The brand incurred the biggest loss in the luxury division of Ford for the past year alone; it has dropped 32 per cent in its sales in the United States which is its biggest market. But the managing director of Jaguar is still optimistic and is bent on introducing a new line of Jaguars which may boost the sales of the brand. Add to that the high performance Jaguar parts and revolutionary engineering of the brand.
The company may be giving the brand a chance to redeem itself, a chance which Jaguar is taking on with a positive attitude. And with the forthcoming release of their XF line of sports car, the brand maybe on its way to being a contender for the leadership in the luxury car market. To follow that up, the brand is also set to release an even more radical model, the XJ in 2009 and a crossover luxury SUV in the future.
The Jaguar XF line is already causing much hype in the automotive industry; the appearance of the concept car behind the soon to be produced vehicle has gathered a lot of admirers. For one, the car will be the first road car to have the BERU F1 Systems Wire in Composite technology. This advancement will greatly affect the durability, packaging, weight performance and overall design of the XF. While the system was designed for motor sports, engineers found out that it is very much applicable to road cars.
The steps undertaken by the brand and its expected impact on the financial status of the whole company will be good news especially with Ford Motor Co. still loosing money. By the end of the first three quarters of the previous year, the company lost US billion, and with the result of the last quarter still probably reflecting the added loss.

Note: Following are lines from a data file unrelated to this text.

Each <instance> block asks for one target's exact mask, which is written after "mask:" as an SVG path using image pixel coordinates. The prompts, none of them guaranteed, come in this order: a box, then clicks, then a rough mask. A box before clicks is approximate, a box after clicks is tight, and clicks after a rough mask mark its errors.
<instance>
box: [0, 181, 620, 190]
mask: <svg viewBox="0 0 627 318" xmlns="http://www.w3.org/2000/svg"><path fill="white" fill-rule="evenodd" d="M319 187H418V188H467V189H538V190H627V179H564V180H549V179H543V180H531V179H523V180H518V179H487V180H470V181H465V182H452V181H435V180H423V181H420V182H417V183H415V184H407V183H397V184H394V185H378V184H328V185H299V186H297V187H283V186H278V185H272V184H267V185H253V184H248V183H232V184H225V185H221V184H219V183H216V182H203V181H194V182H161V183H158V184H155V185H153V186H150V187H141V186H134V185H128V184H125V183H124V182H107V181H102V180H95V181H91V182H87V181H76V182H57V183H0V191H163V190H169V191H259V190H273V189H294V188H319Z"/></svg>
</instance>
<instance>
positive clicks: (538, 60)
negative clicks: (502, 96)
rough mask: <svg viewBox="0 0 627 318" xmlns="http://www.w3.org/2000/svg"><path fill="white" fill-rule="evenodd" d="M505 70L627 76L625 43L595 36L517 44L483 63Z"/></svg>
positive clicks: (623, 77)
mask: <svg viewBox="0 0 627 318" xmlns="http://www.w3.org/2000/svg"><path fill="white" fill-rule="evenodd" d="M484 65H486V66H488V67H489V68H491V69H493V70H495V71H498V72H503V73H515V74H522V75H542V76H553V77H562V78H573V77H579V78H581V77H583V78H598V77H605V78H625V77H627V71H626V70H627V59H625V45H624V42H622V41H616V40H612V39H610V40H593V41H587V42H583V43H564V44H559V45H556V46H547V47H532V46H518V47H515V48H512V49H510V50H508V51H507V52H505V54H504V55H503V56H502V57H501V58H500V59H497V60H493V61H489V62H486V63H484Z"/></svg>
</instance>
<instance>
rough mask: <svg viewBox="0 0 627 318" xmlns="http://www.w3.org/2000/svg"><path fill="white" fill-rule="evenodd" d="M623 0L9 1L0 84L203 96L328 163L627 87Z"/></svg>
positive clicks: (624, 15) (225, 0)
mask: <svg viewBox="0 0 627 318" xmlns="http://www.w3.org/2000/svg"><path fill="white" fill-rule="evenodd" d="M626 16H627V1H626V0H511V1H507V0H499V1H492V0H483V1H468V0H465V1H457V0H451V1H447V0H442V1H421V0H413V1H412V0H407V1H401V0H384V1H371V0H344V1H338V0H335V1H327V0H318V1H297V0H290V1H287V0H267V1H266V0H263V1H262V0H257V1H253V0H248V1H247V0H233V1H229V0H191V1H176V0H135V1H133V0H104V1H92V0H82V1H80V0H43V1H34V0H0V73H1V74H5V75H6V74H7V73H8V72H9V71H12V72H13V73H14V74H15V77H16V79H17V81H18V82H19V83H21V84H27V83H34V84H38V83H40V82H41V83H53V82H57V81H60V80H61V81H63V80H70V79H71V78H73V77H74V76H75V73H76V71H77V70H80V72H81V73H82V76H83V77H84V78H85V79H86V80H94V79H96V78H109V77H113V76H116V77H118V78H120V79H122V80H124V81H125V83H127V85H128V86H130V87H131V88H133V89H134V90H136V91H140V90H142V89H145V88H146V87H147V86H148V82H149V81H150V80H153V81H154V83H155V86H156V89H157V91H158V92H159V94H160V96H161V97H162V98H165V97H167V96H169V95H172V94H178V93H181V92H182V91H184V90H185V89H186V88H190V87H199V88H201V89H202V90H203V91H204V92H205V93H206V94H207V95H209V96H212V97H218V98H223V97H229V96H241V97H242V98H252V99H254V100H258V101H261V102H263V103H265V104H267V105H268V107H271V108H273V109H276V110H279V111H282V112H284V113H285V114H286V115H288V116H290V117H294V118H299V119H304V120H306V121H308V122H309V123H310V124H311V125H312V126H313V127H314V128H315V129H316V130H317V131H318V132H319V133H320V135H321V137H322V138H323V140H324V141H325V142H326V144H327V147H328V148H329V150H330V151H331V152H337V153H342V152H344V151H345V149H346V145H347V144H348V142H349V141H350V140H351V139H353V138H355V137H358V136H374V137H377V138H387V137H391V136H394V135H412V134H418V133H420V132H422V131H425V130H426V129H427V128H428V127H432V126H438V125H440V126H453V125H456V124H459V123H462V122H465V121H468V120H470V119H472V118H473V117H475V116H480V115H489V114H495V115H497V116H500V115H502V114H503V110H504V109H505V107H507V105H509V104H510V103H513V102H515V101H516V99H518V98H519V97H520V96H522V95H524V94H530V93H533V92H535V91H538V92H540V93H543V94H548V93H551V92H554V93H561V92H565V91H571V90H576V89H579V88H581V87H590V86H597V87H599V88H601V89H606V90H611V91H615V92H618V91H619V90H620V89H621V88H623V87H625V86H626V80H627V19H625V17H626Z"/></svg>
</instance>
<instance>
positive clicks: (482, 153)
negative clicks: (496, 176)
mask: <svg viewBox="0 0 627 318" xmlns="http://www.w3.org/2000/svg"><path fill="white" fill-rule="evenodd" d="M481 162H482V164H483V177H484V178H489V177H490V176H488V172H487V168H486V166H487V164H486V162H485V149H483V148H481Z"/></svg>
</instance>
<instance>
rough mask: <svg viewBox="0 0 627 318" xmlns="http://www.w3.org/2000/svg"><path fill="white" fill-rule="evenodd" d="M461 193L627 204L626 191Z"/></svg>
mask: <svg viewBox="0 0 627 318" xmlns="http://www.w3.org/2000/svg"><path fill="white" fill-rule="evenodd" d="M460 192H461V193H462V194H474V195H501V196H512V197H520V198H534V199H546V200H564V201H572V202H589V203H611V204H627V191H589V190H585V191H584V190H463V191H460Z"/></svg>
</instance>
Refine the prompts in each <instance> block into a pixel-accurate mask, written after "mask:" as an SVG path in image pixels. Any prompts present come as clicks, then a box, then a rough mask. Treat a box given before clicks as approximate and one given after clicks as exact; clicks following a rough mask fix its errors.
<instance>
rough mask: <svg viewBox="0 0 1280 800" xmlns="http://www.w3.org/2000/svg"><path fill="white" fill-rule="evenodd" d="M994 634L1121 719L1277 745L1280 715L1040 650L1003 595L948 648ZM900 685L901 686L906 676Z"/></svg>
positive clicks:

This is due to the fact that Asian car manufacturers are carving a bigger niche in the US market, just like Toyota from Japan which is now the second largest automobile manufacturer, following General Motors.
About the Author: Correy Putton is a 28-year old bachelor from Pittsburgh, PA who has been around cars for the better part of his life. He now works online and writes all about his passion: cars. He is also a certified mechanic.